身体を離してもう一度見たお母さんの顔は、最後に見送った日からちっとも変わっていなくて。
相変わらず元気そうだ。タックルするスタミナがまだ残ってるくらいだし。


「って何その荷物」

「んー?世界各国のお土産〜!羽無が喜ぶかなーと思って甘いものたーくさん買ったのよ!」

「こんなに…?」

「ふふ、焼き菓子生菓子ドライフルーツ、なんでもあるわよ〜」

「よく飛行機に乗ったねこれ」

「さ!帰ってお腹いっぱい食べましょ!」

「夕飯はお菓子じゃないからね!ていうかあたし一回学校戻らないとだし…」


がさがさとたくさんの紙袋を腕に提げたお母さんが、あたしの手を取ってスキップでもするかのようにリズミカルに歩き始める。
もうほとんど追い越しそうなお母さんの背中を見て、昔は見上げるばかりだったのにな、とあたしこそ毎度思うことを改めて感じる。

懐かしい、感覚。

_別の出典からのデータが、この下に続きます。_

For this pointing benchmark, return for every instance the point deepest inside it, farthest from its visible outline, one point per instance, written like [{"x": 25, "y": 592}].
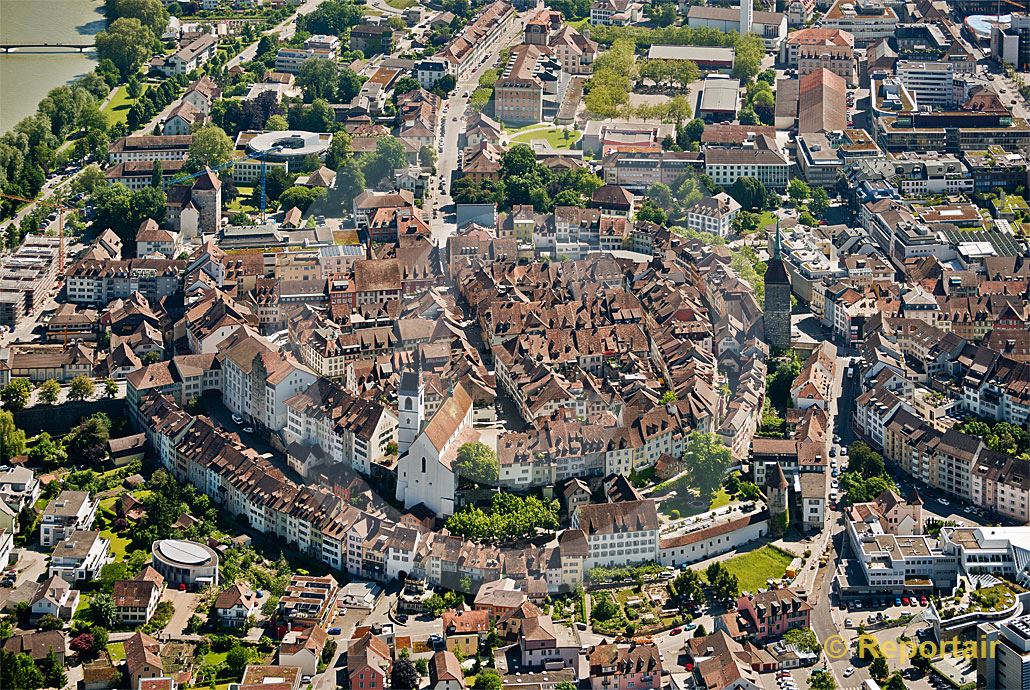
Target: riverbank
[{"x": 26, "y": 76}]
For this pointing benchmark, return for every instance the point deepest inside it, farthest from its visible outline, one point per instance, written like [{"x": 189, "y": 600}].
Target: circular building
[
  {"x": 185, "y": 562},
  {"x": 290, "y": 146}
]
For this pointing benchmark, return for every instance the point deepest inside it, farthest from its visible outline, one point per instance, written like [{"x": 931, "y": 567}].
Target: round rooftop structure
[
  {"x": 289, "y": 145},
  {"x": 981, "y": 25},
  {"x": 186, "y": 562}
]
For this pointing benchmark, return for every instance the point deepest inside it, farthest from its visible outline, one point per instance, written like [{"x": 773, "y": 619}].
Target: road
[{"x": 453, "y": 113}]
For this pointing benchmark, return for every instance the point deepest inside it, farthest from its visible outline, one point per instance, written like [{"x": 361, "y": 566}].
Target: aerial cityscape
[{"x": 514, "y": 344}]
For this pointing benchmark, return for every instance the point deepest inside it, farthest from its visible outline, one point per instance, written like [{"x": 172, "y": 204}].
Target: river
[{"x": 26, "y": 76}]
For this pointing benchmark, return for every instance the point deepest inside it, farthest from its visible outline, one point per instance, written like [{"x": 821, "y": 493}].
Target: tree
[
  {"x": 87, "y": 442},
  {"x": 318, "y": 78},
  {"x": 388, "y": 157},
  {"x": 798, "y": 191},
  {"x": 749, "y": 52},
  {"x": 477, "y": 461},
  {"x": 210, "y": 147},
  {"x": 707, "y": 459},
  {"x": 237, "y": 659},
  {"x": 349, "y": 84},
  {"x": 89, "y": 179},
  {"x": 101, "y": 610},
  {"x": 488, "y": 679},
  {"x": 879, "y": 668},
  {"x": 276, "y": 124},
  {"x": 604, "y": 608},
  {"x": 651, "y": 212},
  {"x": 333, "y": 16},
  {"x": 11, "y": 438},
  {"x": 80, "y": 388},
  {"x": 151, "y": 13},
  {"x": 820, "y": 201},
  {"x": 49, "y": 622},
  {"x": 53, "y": 669},
  {"x": 124, "y": 210},
  {"x": 404, "y": 676},
  {"x": 802, "y": 639},
  {"x": 19, "y": 670},
  {"x": 301, "y": 197},
  {"x": 688, "y": 586},
  {"x": 749, "y": 193},
  {"x": 127, "y": 43},
  {"x": 15, "y": 394},
  {"x": 823, "y": 681}
]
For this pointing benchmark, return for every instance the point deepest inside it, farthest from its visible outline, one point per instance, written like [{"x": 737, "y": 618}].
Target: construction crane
[
  {"x": 61, "y": 209},
  {"x": 260, "y": 156}
]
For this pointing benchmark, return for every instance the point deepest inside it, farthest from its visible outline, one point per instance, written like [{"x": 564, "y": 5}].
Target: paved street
[{"x": 454, "y": 110}]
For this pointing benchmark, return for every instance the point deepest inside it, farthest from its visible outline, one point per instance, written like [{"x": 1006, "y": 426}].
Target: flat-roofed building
[
  {"x": 708, "y": 58},
  {"x": 720, "y": 99}
]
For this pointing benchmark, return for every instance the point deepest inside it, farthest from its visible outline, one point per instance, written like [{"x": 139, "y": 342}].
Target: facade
[
  {"x": 621, "y": 533},
  {"x": 69, "y": 512}
]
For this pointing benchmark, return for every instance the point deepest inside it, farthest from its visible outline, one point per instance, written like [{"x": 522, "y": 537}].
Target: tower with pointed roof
[
  {"x": 777, "y": 309},
  {"x": 410, "y": 407},
  {"x": 778, "y": 499}
]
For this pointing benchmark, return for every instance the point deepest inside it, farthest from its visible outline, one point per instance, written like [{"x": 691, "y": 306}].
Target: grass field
[
  {"x": 118, "y": 545},
  {"x": 555, "y": 138},
  {"x": 753, "y": 568},
  {"x": 686, "y": 502},
  {"x": 116, "y": 651},
  {"x": 116, "y": 109}
]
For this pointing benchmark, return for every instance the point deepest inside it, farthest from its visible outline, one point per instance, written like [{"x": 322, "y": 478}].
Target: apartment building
[
  {"x": 69, "y": 512},
  {"x": 620, "y": 533},
  {"x": 149, "y": 147},
  {"x": 867, "y": 21},
  {"x": 531, "y": 87},
  {"x": 759, "y": 159},
  {"x": 638, "y": 170},
  {"x": 809, "y": 49},
  {"x": 713, "y": 214}
]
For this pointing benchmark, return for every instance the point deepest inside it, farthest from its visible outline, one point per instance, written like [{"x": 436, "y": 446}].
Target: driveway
[{"x": 185, "y": 605}]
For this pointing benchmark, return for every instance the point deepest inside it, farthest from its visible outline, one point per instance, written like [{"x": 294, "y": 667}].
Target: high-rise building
[{"x": 777, "y": 300}]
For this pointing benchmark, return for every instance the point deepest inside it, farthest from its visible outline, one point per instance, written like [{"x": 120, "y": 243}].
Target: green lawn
[
  {"x": 242, "y": 201},
  {"x": 555, "y": 138},
  {"x": 214, "y": 658},
  {"x": 116, "y": 651},
  {"x": 719, "y": 499},
  {"x": 116, "y": 109},
  {"x": 753, "y": 568},
  {"x": 83, "y": 604},
  {"x": 118, "y": 545},
  {"x": 685, "y": 501}
]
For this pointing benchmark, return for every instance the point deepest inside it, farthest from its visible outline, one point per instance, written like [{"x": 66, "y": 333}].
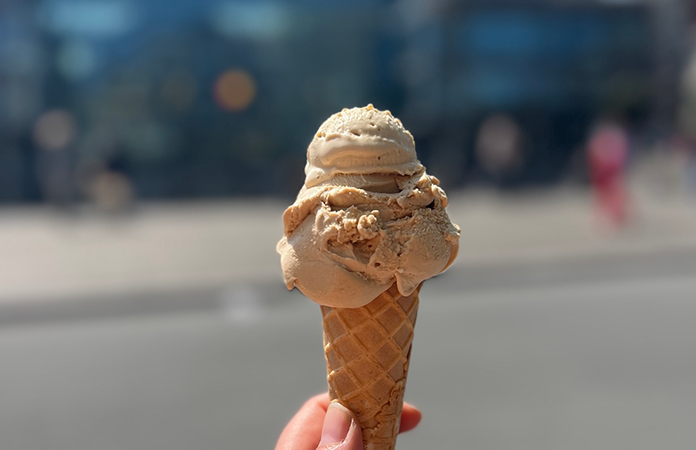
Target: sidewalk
[{"x": 161, "y": 247}]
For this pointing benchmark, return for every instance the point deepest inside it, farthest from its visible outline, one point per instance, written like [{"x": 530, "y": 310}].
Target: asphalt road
[{"x": 588, "y": 353}]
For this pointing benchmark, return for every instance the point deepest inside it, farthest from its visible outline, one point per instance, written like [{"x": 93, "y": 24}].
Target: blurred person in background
[{"x": 607, "y": 153}]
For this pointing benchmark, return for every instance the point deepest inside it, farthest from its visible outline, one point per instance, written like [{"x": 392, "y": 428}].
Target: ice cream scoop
[
  {"x": 367, "y": 228},
  {"x": 360, "y": 141},
  {"x": 368, "y": 215}
]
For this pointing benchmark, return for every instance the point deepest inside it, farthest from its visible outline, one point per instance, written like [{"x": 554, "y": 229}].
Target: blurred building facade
[{"x": 111, "y": 100}]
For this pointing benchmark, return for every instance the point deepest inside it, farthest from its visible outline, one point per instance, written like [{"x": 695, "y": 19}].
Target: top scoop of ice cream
[
  {"x": 366, "y": 225},
  {"x": 360, "y": 141}
]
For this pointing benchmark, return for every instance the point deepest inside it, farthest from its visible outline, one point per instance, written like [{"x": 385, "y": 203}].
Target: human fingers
[
  {"x": 303, "y": 432},
  {"x": 410, "y": 418}
]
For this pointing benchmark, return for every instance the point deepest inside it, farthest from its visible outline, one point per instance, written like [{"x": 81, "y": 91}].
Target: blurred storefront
[{"x": 111, "y": 100}]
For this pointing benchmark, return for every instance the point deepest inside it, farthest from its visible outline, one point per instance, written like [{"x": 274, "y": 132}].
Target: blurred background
[{"x": 148, "y": 150}]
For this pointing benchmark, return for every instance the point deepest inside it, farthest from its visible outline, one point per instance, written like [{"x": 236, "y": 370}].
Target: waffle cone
[{"x": 367, "y": 353}]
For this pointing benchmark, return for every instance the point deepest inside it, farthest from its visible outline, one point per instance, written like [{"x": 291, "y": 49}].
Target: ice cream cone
[{"x": 367, "y": 353}]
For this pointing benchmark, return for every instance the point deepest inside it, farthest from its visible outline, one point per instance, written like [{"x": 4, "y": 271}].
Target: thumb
[{"x": 341, "y": 430}]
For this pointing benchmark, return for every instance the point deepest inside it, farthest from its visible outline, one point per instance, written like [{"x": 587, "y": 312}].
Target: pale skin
[{"x": 317, "y": 427}]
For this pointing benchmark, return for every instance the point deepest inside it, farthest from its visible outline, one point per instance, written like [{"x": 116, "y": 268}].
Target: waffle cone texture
[{"x": 367, "y": 353}]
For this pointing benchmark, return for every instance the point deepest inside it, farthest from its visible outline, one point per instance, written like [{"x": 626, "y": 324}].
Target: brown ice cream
[
  {"x": 368, "y": 215},
  {"x": 367, "y": 228}
]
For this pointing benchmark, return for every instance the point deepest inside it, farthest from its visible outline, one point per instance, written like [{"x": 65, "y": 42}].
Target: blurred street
[{"x": 548, "y": 333}]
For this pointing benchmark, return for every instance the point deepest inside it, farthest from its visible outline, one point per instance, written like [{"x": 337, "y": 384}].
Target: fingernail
[{"x": 336, "y": 424}]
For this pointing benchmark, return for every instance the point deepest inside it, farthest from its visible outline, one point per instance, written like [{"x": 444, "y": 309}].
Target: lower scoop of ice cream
[{"x": 345, "y": 245}]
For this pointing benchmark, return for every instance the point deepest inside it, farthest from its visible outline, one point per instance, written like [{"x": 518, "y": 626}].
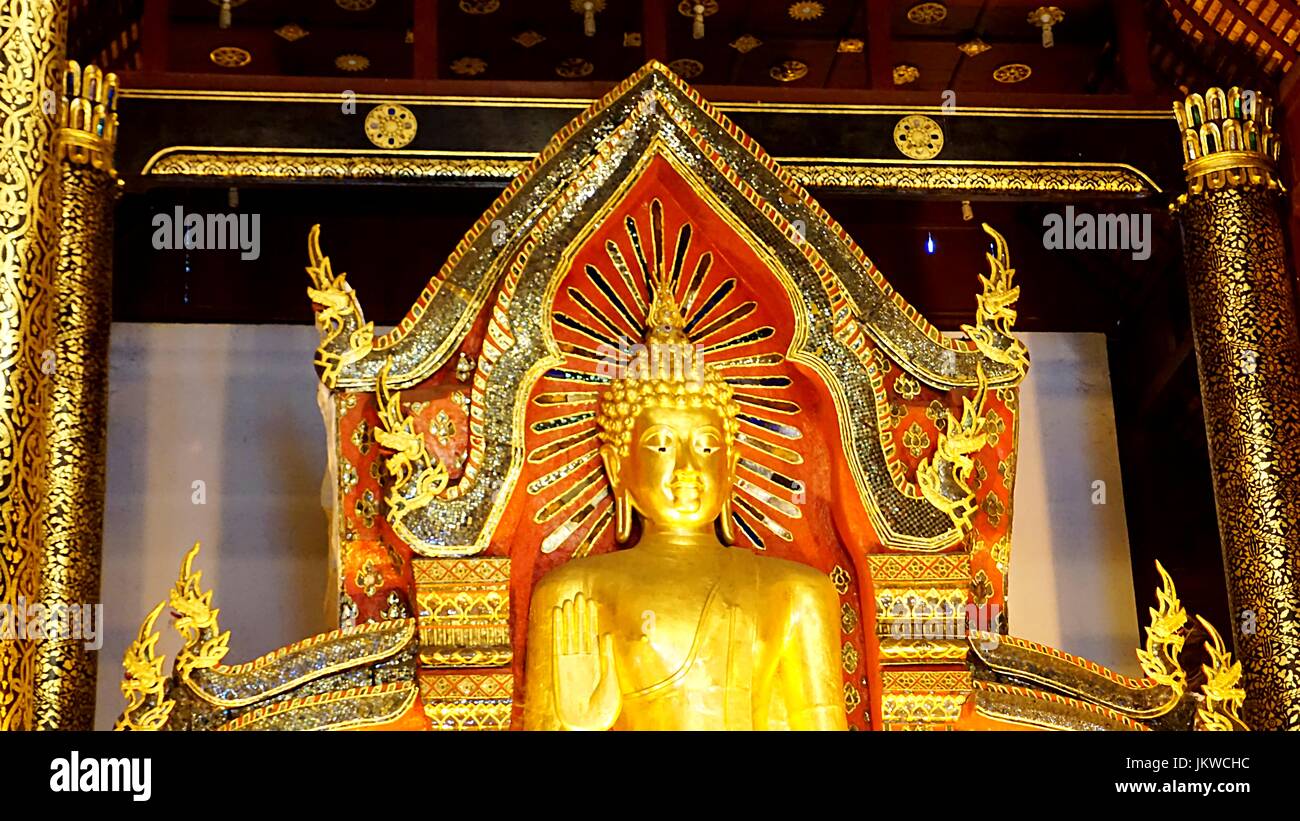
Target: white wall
[
  {"x": 234, "y": 407},
  {"x": 1071, "y": 580}
]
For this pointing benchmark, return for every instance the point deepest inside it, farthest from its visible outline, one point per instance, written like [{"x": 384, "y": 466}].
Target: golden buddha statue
[{"x": 679, "y": 631}]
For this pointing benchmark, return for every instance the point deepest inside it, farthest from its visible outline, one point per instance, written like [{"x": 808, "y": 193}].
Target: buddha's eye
[
  {"x": 707, "y": 443},
  {"x": 658, "y": 442}
]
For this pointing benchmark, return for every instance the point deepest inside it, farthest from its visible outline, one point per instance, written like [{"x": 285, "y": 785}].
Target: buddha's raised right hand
[{"x": 585, "y": 678}]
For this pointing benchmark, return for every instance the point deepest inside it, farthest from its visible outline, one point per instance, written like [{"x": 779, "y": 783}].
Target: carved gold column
[
  {"x": 78, "y": 404},
  {"x": 1248, "y": 351},
  {"x": 33, "y": 35}
]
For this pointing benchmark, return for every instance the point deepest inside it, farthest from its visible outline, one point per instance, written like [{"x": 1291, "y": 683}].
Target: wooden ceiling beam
[
  {"x": 1134, "y": 47},
  {"x": 154, "y": 35},
  {"x": 1259, "y": 29},
  {"x": 425, "y": 56},
  {"x": 879, "y": 46},
  {"x": 654, "y": 30}
]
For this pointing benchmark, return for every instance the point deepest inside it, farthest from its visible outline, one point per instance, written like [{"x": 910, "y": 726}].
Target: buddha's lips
[{"x": 687, "y": 494}]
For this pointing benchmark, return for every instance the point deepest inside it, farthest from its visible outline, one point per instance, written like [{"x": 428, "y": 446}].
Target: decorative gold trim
[
  {"x": 1000, "y": 177},
  {"x": 143, "y": 681},
  {"x": 464, "y": 612},
  {"x": 468, "y": 700},
  {"x": 1221, "y": 694},
  {"x": 995, "y": 311},
  {"x": 338, "y": 709},
  {"x": 87, "y": 133},
  {"x": 1227, "y": 140},
  {"x": 943, "y": 478},
  {"x": 922, "y": 651},
  {"x": 338, "y": 307},
  {"x": 196, "y": 622},
  {"x": 332, "y": 98},
  {"x": 417, "y": 477},
  {"x": 1047, "y": 711}
]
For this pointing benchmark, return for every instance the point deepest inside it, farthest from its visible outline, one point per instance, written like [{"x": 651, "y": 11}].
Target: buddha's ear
[{"x": 610, "y": 456}]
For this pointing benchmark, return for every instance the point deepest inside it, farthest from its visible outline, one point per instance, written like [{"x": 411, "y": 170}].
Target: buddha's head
[{"x": 668, "y": 429}]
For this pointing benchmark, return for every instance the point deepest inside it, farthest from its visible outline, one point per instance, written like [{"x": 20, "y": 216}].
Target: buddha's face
[{"x": 679, "y": 469}]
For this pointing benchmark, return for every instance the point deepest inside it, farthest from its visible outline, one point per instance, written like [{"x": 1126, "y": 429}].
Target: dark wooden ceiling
[
  {"x": 1127, "y": 51},
  {"x": 1101, "y": 47}
]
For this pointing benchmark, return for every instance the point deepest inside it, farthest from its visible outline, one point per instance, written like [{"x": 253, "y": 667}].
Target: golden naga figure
[{"x": 679, "y": 631}]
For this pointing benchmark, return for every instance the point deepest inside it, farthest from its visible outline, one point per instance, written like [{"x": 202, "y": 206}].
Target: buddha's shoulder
[
  {"x": 774, "y": 572},
  {"x": 580, "y": 574}
]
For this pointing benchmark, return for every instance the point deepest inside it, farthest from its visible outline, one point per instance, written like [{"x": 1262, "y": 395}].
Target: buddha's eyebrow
[{"x": 658, "y": 430}]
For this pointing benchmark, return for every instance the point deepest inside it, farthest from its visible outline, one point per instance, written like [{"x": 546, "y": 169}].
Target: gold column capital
[
  {"x": 87, "y": 117},
  {"x": 1227, "y": 140}
]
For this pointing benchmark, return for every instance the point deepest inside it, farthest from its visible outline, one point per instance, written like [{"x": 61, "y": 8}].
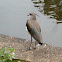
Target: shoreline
[{"x": 42, "y": 53}]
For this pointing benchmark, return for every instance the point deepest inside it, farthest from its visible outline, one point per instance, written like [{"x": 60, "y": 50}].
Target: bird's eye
[{"x": 30, "y": 14}]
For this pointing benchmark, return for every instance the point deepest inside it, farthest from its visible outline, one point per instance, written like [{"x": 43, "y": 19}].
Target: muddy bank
[{"x": 42, "y": 53}]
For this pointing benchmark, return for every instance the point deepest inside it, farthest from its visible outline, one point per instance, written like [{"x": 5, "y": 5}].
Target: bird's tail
[{"x": 40, "y": 43}]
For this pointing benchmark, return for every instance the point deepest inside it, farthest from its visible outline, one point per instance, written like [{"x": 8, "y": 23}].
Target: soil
[{"x": 42, "y": 53}]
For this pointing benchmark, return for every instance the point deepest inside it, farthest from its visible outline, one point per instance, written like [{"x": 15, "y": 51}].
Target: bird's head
[{"x": 32, "y": 16}]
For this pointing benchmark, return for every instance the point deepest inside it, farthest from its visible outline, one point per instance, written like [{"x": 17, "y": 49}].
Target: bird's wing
[
  {"x": 35, "y": 30},
  {"x": 33, "y": 27}
]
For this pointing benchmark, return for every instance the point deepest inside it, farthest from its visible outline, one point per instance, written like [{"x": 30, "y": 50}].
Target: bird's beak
[{"x": 28, "y": 15}]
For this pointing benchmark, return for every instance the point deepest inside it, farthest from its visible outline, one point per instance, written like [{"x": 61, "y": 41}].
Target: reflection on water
[{"x": 50, "y": 7}]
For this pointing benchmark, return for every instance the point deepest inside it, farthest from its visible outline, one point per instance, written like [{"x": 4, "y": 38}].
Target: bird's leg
[{"x": 31, "y": 39}]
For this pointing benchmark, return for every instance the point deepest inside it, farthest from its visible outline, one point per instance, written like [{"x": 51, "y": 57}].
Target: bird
[{"x": 33, "y": 28}]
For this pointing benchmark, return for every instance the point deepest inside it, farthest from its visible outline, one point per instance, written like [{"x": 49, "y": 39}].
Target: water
[{"x": 13, "y": 17}]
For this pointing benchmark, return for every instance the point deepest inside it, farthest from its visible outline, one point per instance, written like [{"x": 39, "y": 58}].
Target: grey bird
[{"x": 33, "y": 28}]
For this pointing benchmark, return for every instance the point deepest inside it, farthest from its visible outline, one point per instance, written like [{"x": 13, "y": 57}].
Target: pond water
[{"x": 13, "y": 17}]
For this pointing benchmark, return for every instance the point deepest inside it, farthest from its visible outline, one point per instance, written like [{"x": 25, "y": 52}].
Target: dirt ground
[{"x": 42, "y": 53}]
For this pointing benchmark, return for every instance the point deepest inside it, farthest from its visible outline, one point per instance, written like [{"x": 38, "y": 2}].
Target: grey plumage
[{"x": 33, "y": 28}]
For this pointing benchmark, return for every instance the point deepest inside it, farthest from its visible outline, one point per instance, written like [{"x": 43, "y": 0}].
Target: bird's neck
[{"x": 32, "y": 18}]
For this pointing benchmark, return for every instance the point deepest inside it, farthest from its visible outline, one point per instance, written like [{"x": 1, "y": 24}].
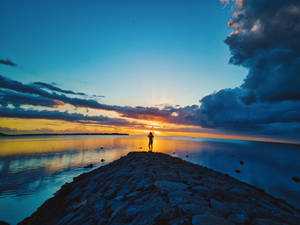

傍に家族がいる感覚。


心の端っこが満たされていく充足感に、あたしは口元を緩めた。


お母さん、紅茶はいつもの羽無ちゃんブレンドでいい?
ゆっくりお茶しながら、ゆっくりお話しよう。
お母さんがいなかった間にね、いろんなことがあったんだよ。

いろんな、たくさんのことが。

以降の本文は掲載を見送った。